Comment dit-on « tir de roquette » en Yiddish ?

Publié le par ISRAEL MAGAZINE

A la fin du mois, un exercice national de grande envergure sera effectué afin de s’assurer que la population civile et le système de sécurité sont bien préparés en cas d’attaque d’Israël. Dans le cadre de cet exercice, la Défense passive a décidé de diffuser des cassettes explicatives en cas d’urgence à l’attention du secteur orthodoxe, donc dans la langue parlée par cette communauté : le Yiddish.

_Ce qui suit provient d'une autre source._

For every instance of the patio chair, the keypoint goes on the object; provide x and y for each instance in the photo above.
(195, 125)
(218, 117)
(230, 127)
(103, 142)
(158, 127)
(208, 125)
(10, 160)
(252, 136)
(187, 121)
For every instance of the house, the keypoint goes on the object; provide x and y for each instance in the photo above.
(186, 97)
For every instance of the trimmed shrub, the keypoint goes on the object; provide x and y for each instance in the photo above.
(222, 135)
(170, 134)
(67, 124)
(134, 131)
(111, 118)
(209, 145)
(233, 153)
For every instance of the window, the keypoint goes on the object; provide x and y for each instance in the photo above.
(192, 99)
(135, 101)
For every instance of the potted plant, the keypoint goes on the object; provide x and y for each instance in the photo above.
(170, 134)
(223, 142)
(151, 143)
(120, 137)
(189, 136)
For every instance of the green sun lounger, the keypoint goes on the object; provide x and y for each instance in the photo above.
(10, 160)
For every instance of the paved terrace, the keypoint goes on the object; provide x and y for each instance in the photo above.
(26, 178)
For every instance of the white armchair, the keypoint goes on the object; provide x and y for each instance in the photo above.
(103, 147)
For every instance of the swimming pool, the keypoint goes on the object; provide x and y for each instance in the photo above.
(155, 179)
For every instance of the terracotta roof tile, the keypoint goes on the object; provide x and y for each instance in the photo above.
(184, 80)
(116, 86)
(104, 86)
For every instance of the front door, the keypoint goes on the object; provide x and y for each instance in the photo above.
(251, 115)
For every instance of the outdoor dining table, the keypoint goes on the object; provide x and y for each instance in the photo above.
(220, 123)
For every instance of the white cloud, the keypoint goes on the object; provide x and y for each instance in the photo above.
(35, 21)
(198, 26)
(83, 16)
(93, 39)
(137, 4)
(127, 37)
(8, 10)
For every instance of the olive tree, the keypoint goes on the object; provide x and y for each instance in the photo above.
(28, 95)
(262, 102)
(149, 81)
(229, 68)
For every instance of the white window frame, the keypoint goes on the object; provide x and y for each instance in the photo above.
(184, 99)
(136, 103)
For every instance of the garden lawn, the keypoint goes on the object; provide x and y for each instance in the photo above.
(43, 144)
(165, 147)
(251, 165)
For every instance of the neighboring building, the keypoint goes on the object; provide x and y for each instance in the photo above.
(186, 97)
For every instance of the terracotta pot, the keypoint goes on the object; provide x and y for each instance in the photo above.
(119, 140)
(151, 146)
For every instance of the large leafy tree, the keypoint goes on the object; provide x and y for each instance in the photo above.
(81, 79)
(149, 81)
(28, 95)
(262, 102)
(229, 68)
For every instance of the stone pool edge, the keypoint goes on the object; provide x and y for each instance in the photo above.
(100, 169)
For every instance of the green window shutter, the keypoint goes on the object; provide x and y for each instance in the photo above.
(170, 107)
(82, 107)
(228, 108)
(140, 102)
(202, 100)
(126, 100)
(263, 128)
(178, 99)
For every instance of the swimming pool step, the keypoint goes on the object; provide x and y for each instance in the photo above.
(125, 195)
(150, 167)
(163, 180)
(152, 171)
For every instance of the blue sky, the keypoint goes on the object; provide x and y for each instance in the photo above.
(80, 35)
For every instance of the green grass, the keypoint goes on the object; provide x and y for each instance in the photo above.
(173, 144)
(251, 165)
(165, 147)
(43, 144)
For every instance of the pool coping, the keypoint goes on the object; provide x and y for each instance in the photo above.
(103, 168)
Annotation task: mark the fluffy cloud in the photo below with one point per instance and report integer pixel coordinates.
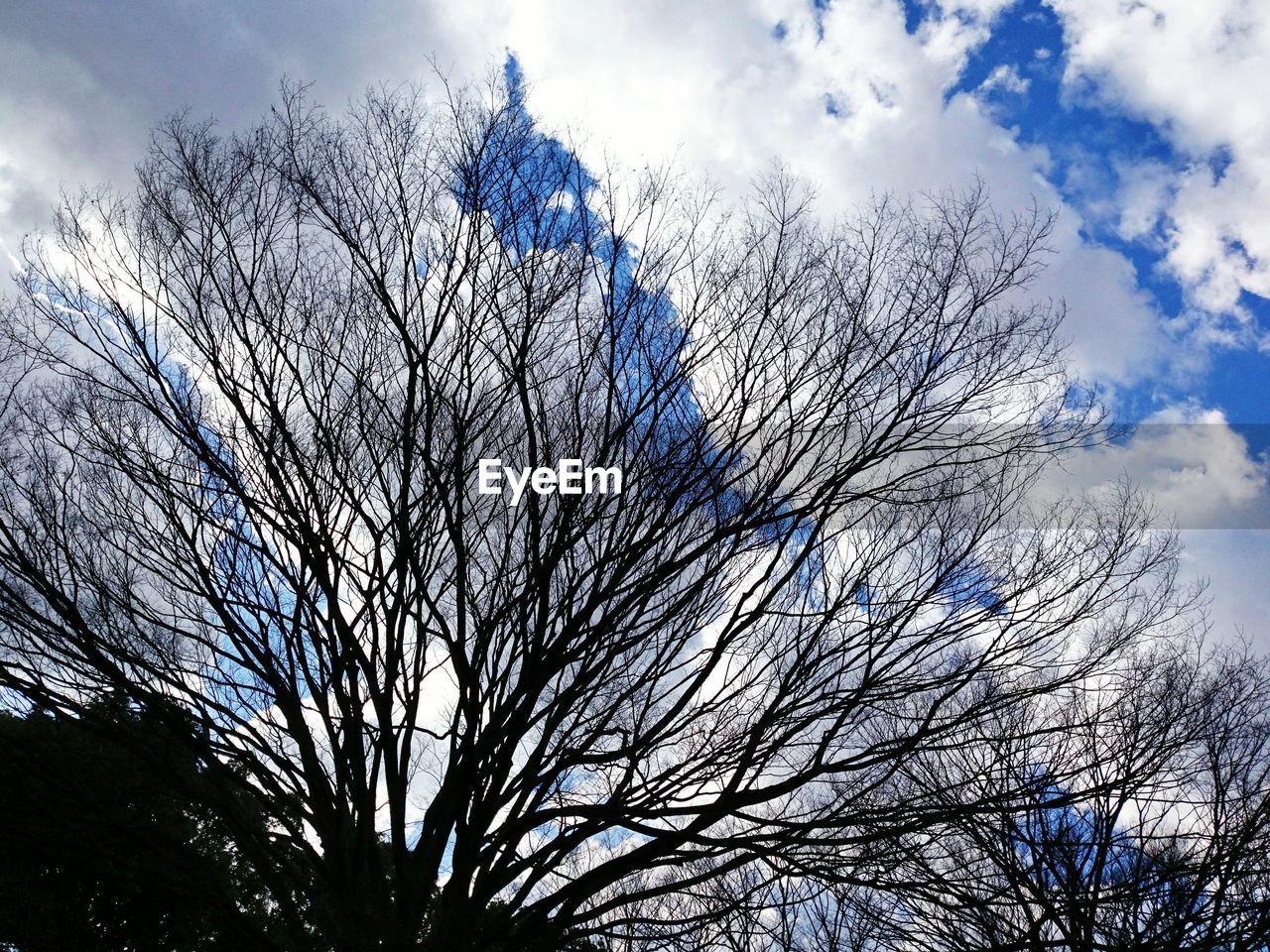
(1197, 71)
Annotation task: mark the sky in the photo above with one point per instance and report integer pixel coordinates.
(1143, 123)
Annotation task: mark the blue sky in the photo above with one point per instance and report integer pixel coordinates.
(1143, 125)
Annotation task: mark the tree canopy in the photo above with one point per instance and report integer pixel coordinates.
(820, 636)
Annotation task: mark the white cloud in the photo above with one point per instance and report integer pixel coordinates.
(1197, 71)
(1194, 466)
(1006, 77)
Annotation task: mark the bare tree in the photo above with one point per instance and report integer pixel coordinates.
(240, 485)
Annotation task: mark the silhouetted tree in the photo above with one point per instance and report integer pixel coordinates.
(239, 489)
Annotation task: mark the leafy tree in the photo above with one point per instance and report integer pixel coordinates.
(108, 842)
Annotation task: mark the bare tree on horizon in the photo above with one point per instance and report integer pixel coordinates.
(238, 485)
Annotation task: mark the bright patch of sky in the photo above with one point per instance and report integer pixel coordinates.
(1119, 172)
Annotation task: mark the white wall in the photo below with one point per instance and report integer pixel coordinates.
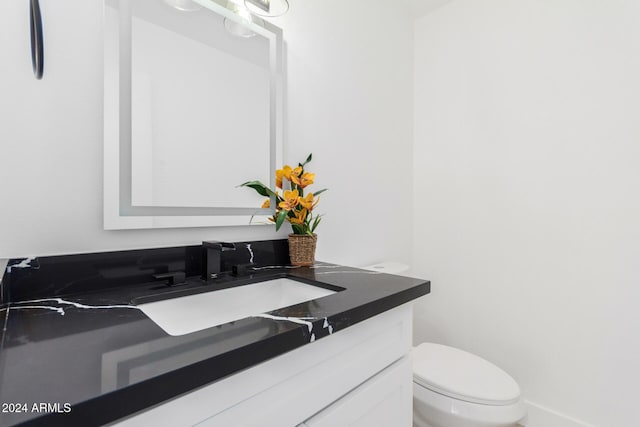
(526, 212)
(349, 102)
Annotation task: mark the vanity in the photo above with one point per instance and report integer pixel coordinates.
(82, 345)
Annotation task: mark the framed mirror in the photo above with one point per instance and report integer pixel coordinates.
(193, 108)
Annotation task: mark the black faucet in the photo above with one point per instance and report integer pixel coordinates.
(212, 258)
(173, 279)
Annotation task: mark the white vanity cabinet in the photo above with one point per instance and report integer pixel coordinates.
(359, 376)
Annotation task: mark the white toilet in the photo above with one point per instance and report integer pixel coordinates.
(453, 388)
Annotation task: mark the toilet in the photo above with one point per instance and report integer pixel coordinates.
(454, 388)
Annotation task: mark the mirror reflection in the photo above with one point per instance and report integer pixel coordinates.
(198, 107)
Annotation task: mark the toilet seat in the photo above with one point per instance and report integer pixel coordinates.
(463, 376)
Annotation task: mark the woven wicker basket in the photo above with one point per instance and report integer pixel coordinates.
(302, 249)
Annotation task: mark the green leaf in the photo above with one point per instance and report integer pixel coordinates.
(280, 219)
(262, 189)
(316, 223)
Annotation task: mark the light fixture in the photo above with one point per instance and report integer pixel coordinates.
(184, 5)
(267, 8)
(241, 29)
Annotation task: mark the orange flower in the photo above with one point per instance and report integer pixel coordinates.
(306, 179)
(301, 215)
(285, 172)
(290, 200)
(307, 201)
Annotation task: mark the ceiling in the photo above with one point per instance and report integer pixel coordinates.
(422, 7)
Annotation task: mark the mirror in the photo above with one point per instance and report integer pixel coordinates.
(193, 108)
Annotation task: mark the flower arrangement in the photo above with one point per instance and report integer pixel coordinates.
(293, 205)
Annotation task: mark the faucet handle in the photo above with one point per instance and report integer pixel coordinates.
(221, 246)
(174, 278)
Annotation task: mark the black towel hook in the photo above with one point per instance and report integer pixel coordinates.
(37, 46)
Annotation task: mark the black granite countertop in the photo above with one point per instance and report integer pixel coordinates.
(76, 353)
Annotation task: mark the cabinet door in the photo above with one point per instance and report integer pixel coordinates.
(382, 401)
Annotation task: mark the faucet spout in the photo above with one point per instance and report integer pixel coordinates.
(212, 258)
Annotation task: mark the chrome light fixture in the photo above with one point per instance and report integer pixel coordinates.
(267, 8)
(241, 29)
(183, 5)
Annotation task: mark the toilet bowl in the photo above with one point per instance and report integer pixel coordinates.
(453, 388)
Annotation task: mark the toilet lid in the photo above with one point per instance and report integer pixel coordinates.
(463, 376)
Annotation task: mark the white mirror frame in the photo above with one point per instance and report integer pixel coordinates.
(119, 214)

Pour ce faire, un des présentateurs les plus réputés au sein du milieu orthodoxe, Israël Klatskin, a été mobilisé, et ce dernier vient d’achever l’enregistrement des recommandations en Yiddish. Environ 120000 cassettes seront distribuées au sein de la population orthodoxe. Par ailleurs, Yaïr Golan, le commandant de la Défense passive, rendra visite dimanche prochain à plusieurs rabbins afin de leur demander d’appeler leurs fidèles à participer à cet exercice. Notons que dans les quartiers orthodoxes, l’information est relayée au moyen d’affiches, ou de haut-parleurs, la population orthodoxe s’interdisant de regarder la télévision ou d’aller sur Internet. « On compte en Israël au moins 200000 personnes parlant le Yiddish, et pas seulement dans le secteur orthodoxe », a déclaré Klatskin. Ce dernier a expliqué qu’il avait tenté dans un premier temps, de traduire mot pour mot les recommandations, mais que cette traduction qui n’avait pas de sens, a finalement été remplacée par une traduction du sens général pouvant être comprise de tous. Alors, amis Ashkenazes, notez bien : « bambaas », c’est roquettes, « Cheissen », c’est tir, et « maskaas », c’est masque, « Azaka » (alerte), « Heder atoum » (chambre forte), « miklat » (abri) et « matsav Hiroum » (état d’urgence) restant, quant à eux en hébreu (Photo: des orthodoxes à Méa shéarim, quartier religieux de Jérusalem).